The Fed has thus far given no explicit signal that it will embark on a third round of purchases of government bonds to keep market interest rates low -- a measure known as quantitative easing -- meaning markets are increasingly jittery and prone to wild swings in response to measures such as economic data.

Spot gold was last down 0.8 percent on the day at $1,822.79 an ounce at 0940 GMT (5:40 a.m. ET), having risen by over 2.6 percent the day before to a high of $1,839.40.

So far in August, the price has risen by 12.2 percent, the largest monthly rise since a 12.8 percent gain in November 2009, compared with a 6.1 percent loss in the S&P 500 .SPX.

The combination of still-elevated equity market volatility and U.S. data that still looks like it is pointing to potential downgrades to the growth outlook, particularly if confidence is turning lower, will still be quite favorable to gold, said Deutsche Bank analyst Michael Lewis, whose bank has a price target of $2,000 an ounce for gold.

The gold price has risen by nearly 50 percent since the Fed signaled in August last year it would inject more stimulus into the economy. Since then, it has also committed to leaving U.S. interest rates near zero for another two years.

COMPETITION HEATS UP?

Low interest rates give gold more of a competitive edge over assets that struggle in an environment of loose monetary policy, such as stocks or currencies, as the premium investors forfeit by owning non-yield bearing bullion over instruments shrinks.

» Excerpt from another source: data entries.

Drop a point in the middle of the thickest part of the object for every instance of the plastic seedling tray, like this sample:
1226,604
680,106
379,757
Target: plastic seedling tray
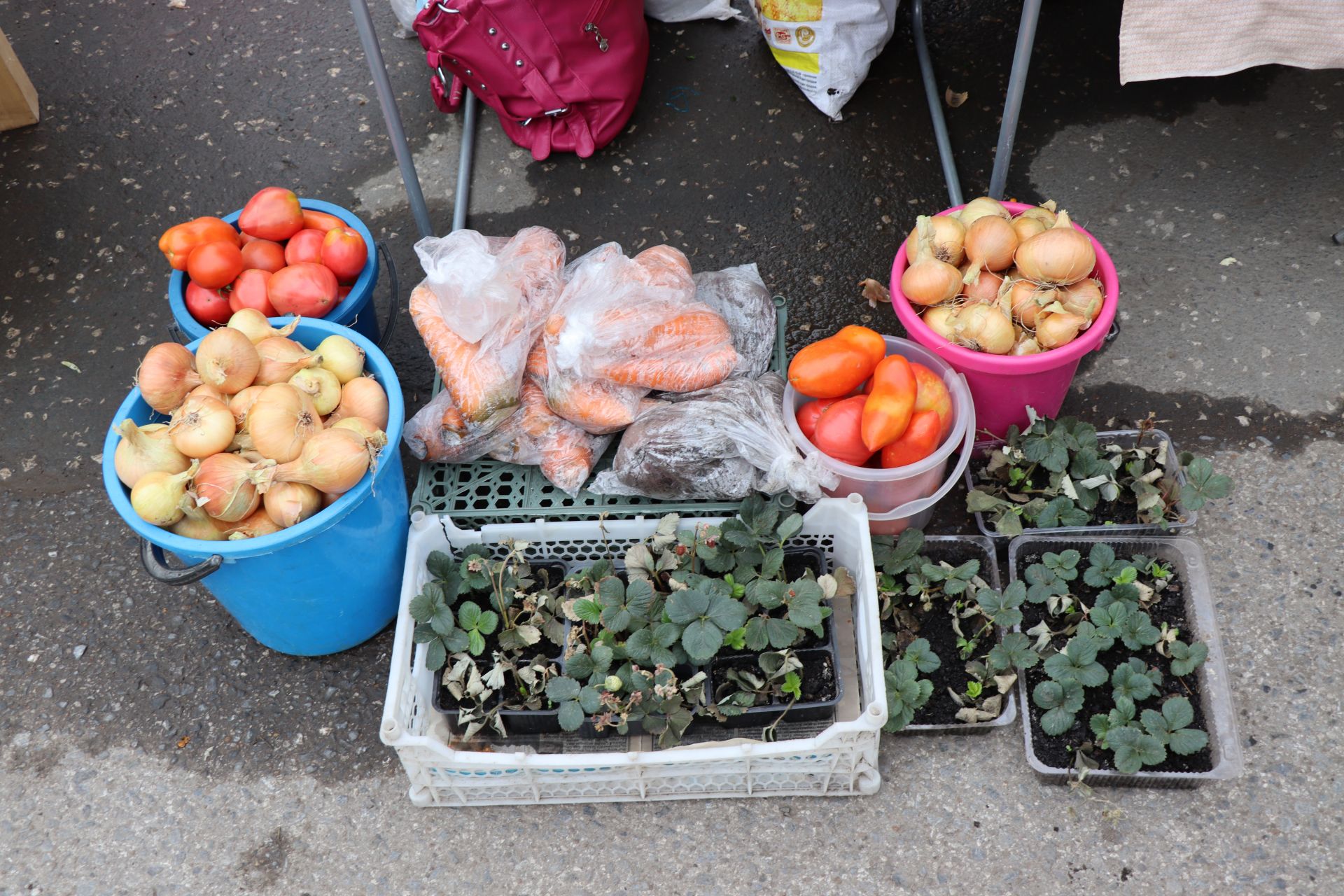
1215,696
990,573
1186,519
487,492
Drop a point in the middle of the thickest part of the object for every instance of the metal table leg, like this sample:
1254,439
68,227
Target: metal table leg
940,124
1012,102
393,118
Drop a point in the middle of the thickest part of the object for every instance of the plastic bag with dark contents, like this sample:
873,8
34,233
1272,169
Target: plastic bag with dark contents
741,298
718,444
479,311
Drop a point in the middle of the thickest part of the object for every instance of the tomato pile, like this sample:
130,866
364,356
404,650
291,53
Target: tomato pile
281,260
872,409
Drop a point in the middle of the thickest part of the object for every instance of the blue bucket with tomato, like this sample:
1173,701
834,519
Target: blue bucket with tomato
321,586
355,311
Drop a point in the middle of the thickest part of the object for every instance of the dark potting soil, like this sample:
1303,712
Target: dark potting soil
936,628
1057,751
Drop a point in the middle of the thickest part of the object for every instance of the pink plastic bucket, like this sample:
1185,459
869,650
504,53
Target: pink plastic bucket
901,496
1004,384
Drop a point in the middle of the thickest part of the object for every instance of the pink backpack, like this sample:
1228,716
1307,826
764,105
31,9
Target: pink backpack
562,74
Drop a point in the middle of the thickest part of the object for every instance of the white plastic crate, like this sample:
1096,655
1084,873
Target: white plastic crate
838,761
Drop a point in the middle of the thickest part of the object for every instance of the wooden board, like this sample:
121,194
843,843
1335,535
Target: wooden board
18,99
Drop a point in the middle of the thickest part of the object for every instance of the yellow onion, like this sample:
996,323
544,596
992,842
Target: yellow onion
290,503
948,234
156,498
1059,255
241,402
981,207
146,449
990,245
227,486
927,280
984,328
320,386
227,360
362,397
283,358
280,421
332,461
166,375
254,326
253,527
1058,330
1084,298
342,358
195,523
202,426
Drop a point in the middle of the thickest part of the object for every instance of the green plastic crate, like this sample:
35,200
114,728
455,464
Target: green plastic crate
487,492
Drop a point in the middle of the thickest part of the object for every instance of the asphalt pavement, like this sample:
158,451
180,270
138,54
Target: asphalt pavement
148,745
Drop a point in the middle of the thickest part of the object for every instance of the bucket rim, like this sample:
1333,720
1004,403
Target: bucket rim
375,362
343,314
1011,365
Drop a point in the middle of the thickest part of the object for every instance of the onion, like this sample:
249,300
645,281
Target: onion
158,496
940,320
1059,255
253,527
981,207
929,281
1059,328
227,486
948,234
254,326
1025,300
195,523
362,397
331,461
984,328
283,358
166,375
342,358
241,402
290,503
146,449
320,386
990,244
1084,298
280,421
202,426
227,360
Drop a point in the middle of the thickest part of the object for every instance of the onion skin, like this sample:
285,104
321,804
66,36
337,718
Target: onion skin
146,449
227,360
280,421
166,377
229,486
1058,257
365,398
202,426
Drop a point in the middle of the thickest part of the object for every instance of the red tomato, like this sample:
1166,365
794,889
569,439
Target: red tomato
839,431
344,251
216,265
304,289
808,415
932,396
209,307
272,213
249,290
262,254
321,220
304,246
921,438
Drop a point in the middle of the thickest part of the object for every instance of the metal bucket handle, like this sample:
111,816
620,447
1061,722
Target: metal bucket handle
156,564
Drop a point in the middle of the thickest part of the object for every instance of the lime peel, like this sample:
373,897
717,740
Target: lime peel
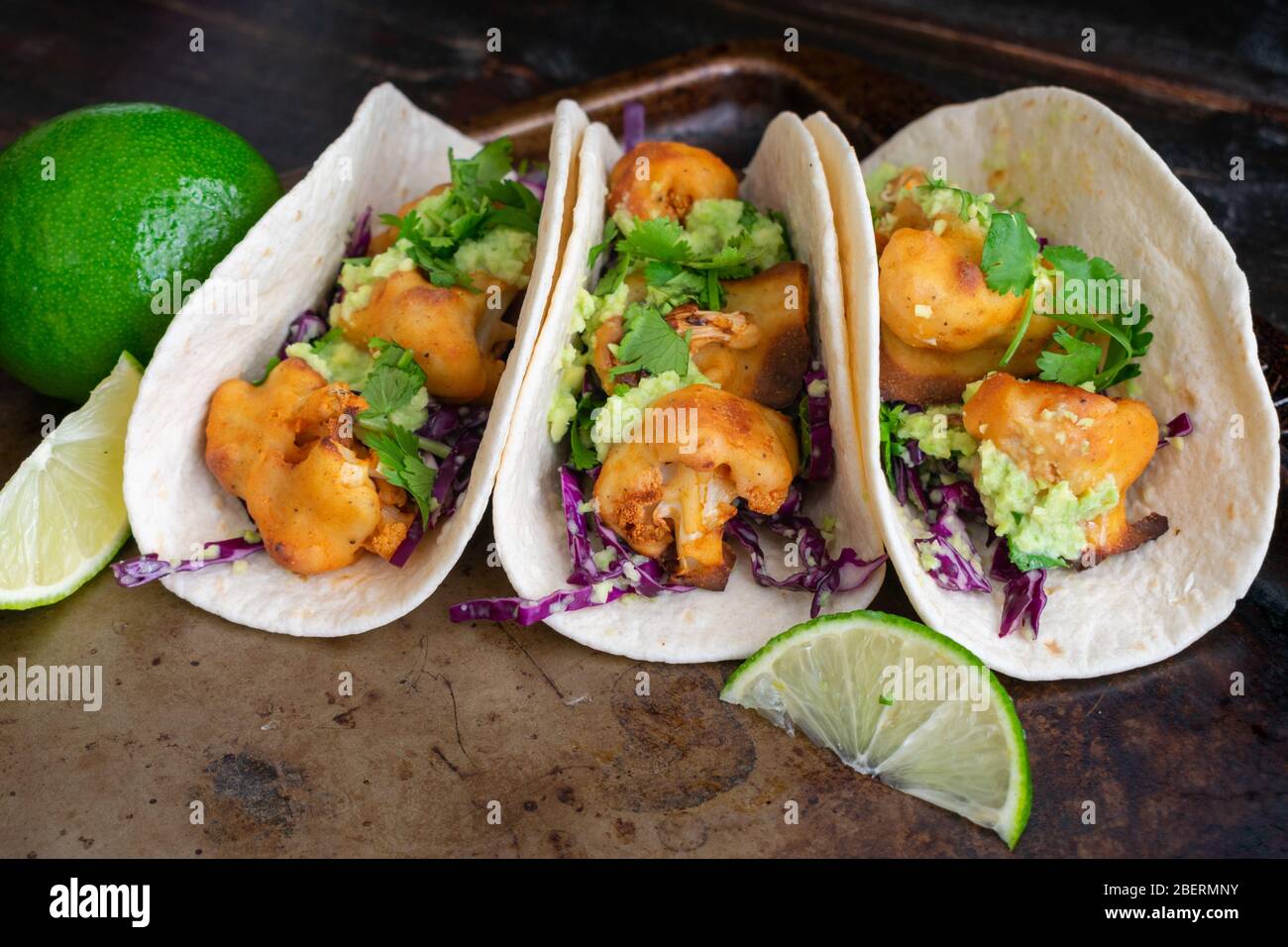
63,510
827,678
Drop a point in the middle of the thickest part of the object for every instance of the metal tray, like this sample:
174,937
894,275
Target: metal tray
446,720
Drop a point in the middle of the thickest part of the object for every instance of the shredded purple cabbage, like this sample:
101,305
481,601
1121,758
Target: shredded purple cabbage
1181,425
145,569
818,410
462,429
626,574
360,237
415,534
632,124
1025,595
304,328
956,570
822,574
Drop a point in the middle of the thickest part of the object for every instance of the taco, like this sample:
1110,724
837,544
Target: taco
681,482
1070,444
318,474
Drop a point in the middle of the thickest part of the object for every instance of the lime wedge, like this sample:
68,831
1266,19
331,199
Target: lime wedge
62,514
901,702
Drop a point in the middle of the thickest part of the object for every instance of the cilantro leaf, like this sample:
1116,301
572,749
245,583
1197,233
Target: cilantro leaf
660,239
492,162
610,235
481,200
393,380
889,420
651,344
1077,365
1012,254
583,447
613,277
400,464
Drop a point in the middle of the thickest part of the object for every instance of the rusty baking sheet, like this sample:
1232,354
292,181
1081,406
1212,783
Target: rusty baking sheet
449,723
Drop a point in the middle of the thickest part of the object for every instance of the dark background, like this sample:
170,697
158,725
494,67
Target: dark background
288,75
1181,768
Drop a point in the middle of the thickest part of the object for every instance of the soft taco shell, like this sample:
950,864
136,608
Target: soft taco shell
1089,179
390,154
527,517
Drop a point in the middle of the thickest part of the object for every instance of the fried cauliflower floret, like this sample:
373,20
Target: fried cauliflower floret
666,178
286,447
1056,432
671,499
941,326
455,335
776,304
248,421
932,292
314,515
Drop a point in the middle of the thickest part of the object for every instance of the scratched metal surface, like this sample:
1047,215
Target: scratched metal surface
449,720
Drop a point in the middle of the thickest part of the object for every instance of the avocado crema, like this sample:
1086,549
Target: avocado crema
333,450
683,361
1012,346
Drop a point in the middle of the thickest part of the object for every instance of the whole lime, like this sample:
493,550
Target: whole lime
103,213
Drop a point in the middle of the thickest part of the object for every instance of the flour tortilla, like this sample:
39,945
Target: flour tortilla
390,154
527,514
1089,179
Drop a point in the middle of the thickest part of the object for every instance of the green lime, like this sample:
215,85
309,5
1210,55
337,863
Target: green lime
99,209
63,513
901,702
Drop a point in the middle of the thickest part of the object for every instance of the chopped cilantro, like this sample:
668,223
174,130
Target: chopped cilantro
480,201
889,420
583,447
400,464
393,380
1078,364
651,344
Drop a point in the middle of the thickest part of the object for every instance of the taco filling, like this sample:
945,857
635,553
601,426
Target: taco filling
361,433
690,395
999,352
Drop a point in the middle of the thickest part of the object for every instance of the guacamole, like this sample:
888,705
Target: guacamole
1035,517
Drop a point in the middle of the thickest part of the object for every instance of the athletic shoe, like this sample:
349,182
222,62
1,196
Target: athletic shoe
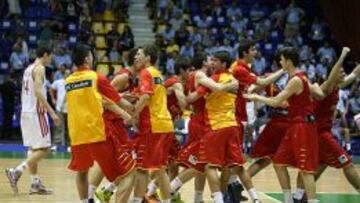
177,198
13,177
103,195
235,192
151,199
39,189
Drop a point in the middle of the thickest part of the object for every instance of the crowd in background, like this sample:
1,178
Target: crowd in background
183,28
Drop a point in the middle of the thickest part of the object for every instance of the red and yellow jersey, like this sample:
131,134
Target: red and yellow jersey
172,101
108,115
155,117
242,72
220,105
85,91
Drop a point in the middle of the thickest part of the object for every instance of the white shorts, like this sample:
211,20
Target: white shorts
35,130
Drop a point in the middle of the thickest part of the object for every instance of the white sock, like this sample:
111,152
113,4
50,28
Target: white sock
348,146
91,191
299,193
110,187
198,196
137,200
232,179
176,184
252,193
34,179
217,196
22,166
151,188
287,196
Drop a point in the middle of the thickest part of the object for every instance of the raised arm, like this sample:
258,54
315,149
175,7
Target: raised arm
38,75
293,87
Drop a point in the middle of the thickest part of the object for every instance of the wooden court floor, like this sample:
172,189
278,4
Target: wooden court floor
332,187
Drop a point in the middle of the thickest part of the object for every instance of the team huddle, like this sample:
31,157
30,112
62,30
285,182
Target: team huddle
215,89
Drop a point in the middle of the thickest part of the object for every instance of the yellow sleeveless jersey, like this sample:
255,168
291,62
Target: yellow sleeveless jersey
85,109
220,105
155,115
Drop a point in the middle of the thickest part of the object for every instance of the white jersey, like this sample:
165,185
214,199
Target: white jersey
29,102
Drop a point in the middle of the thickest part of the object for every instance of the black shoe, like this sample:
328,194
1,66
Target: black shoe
235,192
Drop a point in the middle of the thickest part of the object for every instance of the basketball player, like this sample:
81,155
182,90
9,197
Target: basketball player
242,72
299,147
155,126
34,121
91,138
330,152
220,146
176,104
123,82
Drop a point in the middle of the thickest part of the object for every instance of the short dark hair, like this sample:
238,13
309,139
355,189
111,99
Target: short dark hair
80,52
43,49
244,46
291,53
181,63
224,57
131,56
198,60
151,50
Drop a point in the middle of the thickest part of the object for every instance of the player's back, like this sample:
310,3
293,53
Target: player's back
29,102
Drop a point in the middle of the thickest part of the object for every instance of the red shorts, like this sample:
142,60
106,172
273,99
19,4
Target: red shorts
330,152
114,162
189,154
153,150
116,129
299,147
174,149
222,147
270,138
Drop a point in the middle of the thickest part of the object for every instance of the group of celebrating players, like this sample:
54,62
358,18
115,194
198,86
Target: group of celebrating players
215,89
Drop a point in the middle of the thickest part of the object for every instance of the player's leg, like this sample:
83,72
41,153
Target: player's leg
284,180
352,176
258,165
199,183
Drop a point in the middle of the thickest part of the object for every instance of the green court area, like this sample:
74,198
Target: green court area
327,197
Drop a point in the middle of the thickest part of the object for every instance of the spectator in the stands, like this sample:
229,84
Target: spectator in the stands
14,8
187,50
233,10
112,35
8,94
62,57
294,15
239,24
172,46
177,21
278,16
168,33
46,34
326,51
127,39
182,35
256,13
114,55
195,36
317,33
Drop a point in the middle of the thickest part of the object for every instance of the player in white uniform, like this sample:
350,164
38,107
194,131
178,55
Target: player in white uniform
34,122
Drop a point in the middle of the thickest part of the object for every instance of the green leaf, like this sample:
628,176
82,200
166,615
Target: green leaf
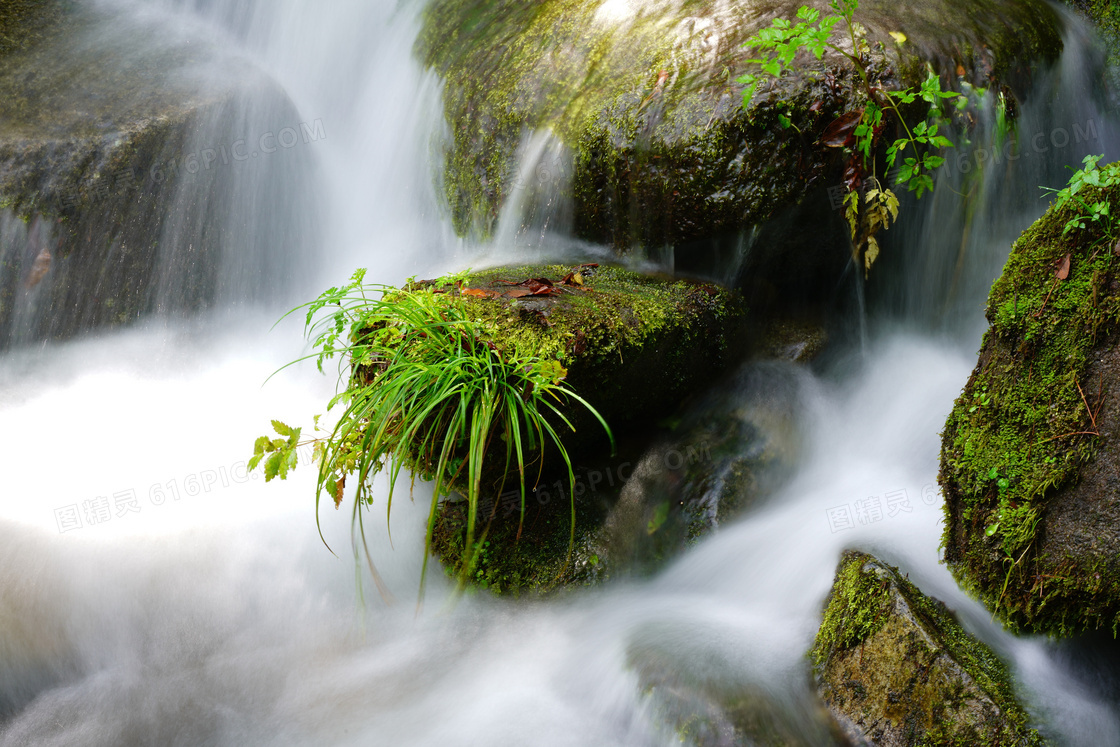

There is a sense of 'are we moving toward something that looks like third round of QE?' Our economists say it's unlikely but I think it's a question financial markets are going to continue to ask themselves, (as well as) if we are looking at a period of more serious downturn in economic activity. So for us, gold still continues to move higher.

The divisions within the central bank on the next course of action are well known.

On Tuesday, Chicago Fed President Charles Evans, a voter on this year's policy-setting committee, said he favored the more aggressive tools at the bank's disposal, while Minneapolis Fed president Narayana Kocherlakota, speaking separately, stopped well short of signaling support for further easing.

The threat to the already-struggling economies of the developed world, such as the United States and the euro zone, from their vast debt burdens has been a major incentive among both private investors and other central banks to own gold.

Data on Wednesday from the International Monetary Fund showed Russia increased its gold holdings again in July to keep its spot as the world's eighth-largest official holder of bullion, while Colombia raised its reserves for the first time in over 13 years.

The key event risk for the gold market will be the next batch of data on the real U.S. economy, including factory activity in New York State and business activity in the auto-intensive Midwest for August, both due at 1345 GMT.

More measures of nationwide factory activity and the all-important monthly payrolls report are due later this week.

The Fed is scheduled to meet on September 20 to discuss options to help spur the faltering U.S. economy.

The next data point for gold is some sort of clarity out of the U.S. Fed over the next few weeks on whether they will deliver another round of quantitative easing or not and just let their economy continue on a slow growth path rather than a supported high growth path, said Tom Price, global commodity analyst at UBS.

In other precious metals, silver was down 0.1 percent at $41.35 an ounce, while platinum fell 0.1 percent to $1,847.99 an ounce and palladium was up 0.9 percent at $777.22.